The book doesn't offer many details of the crime itself, not even the more sensationalized aspects of an already made-for-horror case. The mother, forced at gunpoint to pull money from the bank (making an appearance on security cameras, nonetheless), the young daughters, one of whom fought her captors every step of the way, even managing to bravely escape her bonds several times, the sole survivor, the father, who picks up the pieces and starts a charity in the name of his lost loves-- all of these are barely secondary characters to the star of the show, Komisarjevsky. The author lingers (or perhaps gushes over) his intellect, his education, even his looks (when meeting Komisarjevsky in person for the first time, the author mentions to him how much handsomer he looks in person than in his mugshot).

As for the "eight pages of startling photos" splashed across the back covers, the photo leaflet inside the book is certainly startling in the sense that it devotes a great deal of time to lone survivor William Petit, including him attending numerous memorial services, in a fashion that the text of the book lacks almost entirely. Also, there are no pictures of the deceased victims, save for one where Petit faces a portrait of his slain older daughter at a memorial service.

With so many aspects to this case and so many ways to approach it, this is not and should not be in any capacity the "definitive" book on this case. Hopefully with time, a far more competent author will step up to the challenge.
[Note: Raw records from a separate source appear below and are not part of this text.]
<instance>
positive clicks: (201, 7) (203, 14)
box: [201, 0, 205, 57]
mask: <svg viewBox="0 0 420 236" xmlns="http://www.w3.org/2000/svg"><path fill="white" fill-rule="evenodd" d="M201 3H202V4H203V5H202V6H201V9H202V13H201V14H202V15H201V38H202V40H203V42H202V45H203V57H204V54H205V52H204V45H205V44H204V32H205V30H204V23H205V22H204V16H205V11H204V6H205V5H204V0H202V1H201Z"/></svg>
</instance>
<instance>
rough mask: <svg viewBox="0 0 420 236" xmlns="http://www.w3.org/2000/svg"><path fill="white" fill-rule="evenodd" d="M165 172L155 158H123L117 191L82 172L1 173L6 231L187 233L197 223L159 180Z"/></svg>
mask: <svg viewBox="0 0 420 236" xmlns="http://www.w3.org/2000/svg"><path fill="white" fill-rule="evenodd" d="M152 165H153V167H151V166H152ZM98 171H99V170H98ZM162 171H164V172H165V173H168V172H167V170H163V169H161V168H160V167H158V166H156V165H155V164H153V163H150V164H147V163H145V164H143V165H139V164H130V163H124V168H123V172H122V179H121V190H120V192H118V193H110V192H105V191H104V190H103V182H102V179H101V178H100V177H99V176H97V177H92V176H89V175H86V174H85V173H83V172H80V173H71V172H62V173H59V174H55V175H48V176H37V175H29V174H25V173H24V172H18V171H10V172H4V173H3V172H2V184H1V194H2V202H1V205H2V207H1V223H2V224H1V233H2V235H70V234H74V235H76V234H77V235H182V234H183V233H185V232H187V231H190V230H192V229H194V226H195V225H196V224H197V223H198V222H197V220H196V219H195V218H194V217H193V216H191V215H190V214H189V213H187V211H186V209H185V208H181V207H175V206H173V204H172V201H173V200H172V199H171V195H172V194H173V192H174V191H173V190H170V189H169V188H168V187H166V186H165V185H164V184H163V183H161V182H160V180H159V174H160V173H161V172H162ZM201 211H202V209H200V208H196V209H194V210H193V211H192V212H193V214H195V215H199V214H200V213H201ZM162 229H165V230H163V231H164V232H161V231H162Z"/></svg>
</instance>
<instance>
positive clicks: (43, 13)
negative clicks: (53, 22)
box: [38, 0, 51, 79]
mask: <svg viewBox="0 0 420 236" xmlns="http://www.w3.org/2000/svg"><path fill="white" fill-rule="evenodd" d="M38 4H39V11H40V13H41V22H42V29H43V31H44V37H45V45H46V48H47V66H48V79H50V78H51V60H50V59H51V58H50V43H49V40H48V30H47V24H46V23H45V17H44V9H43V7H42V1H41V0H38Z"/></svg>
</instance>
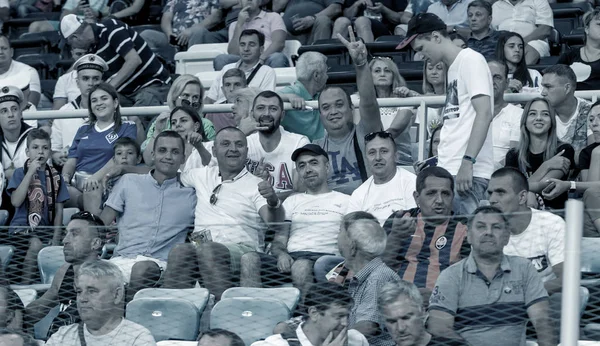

Notable: In the epilogue, a memorably pathetic opening reads as follows:

“On any summer day, far above Route 84, which climbs through south-central Connecticut, hawks wheel in the white sky. Perhaps now, only after the murders of that July morning in this bedroom community of Cheshire, Connecticut, does the appearance of the majestic birds seem ominous. The flight of the hawks is a reference, of course, to the most famous true crime story, that of a half century and more ago in Holcomb, Kansas.

I don't dare pretend that the previous pages approach the literary perch of Truman Capote's classic. Not by a long shot. But there are undeniable parallels in the two stories: a home invasion, members of a family terrorized and two mismatched ex-cons accused of the murders. They are similar also in the scar these two horrible events left on their communities. In the weeks and months, indeed, years, after that rainy morning of July 23, 2007, Cheshire remained a wounded town.” (pg 231)

I've yet to read In Cold Blood. But I can say this with assurance: it is far, far, far better than this bit of tripe. And simply because two cases share similarities does not suggest that the authors of the most famous books about the cases in any way share literary similarities, despite the false modesty of the author.

Hopefully a Truman Capote (or an Ann Rule) will take to this case and do it justice.